Text translated from the French by Guy Bennett and found in the Green Integer Review.
A great many types of fire are known. Among the most popular are thin sliced fire from which bottles are extracted which, set to soak in a quinine bath, give in turn a fire so hard that special tools are necessary to saw it into boards so sturdy and light that children make kites out of them. There is also clog fire, offspring of the sleeping car and the wheelbarrow, which is prized by composers for, stretched out on a soft bed and well-dressed, it emits, once it has been lightly salted, the symphony and, sprinkled with ink, the opera. One of the more common fires, the reeking fire, is obtained by steeping a bishop in cod liver oil. It gives off a foul odor, but facilitates the cultivation of asparagus, for reeking fire destroys the file cabinets that begin gnawing away at them as soon as they break soil.
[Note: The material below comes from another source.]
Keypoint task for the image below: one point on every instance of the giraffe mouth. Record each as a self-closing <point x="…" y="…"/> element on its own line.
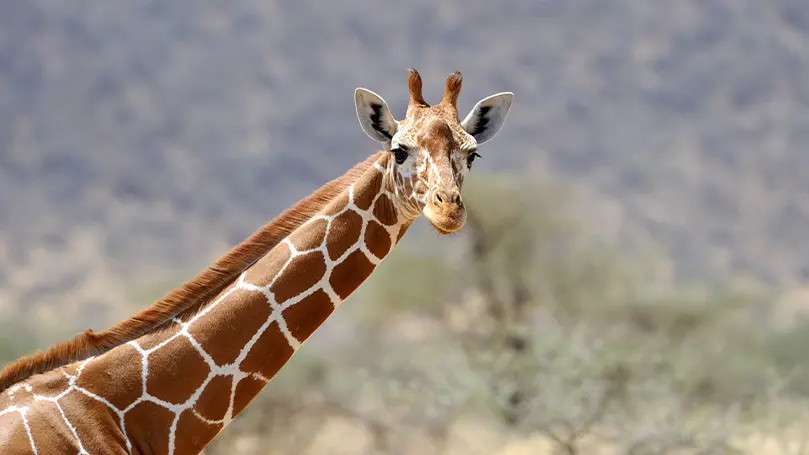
<point x="445" y="223"/>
We should also mention cloud fire which keeps mice and rats from moving into uninhabited houses, muslin fire, indispensable in baking, ostrich fire, that all young women slip into their corsages the night of their first dance, limping fire, terror of doctors for it causes epidemics (as soon as it appears it is fought off with leek spray), beaten fire, which disturbs sleeping villagers the night before the harvest, stick fire, pill fire, powdered fire, dry fire, black and white fire, striped fire, doctoral fire, etc.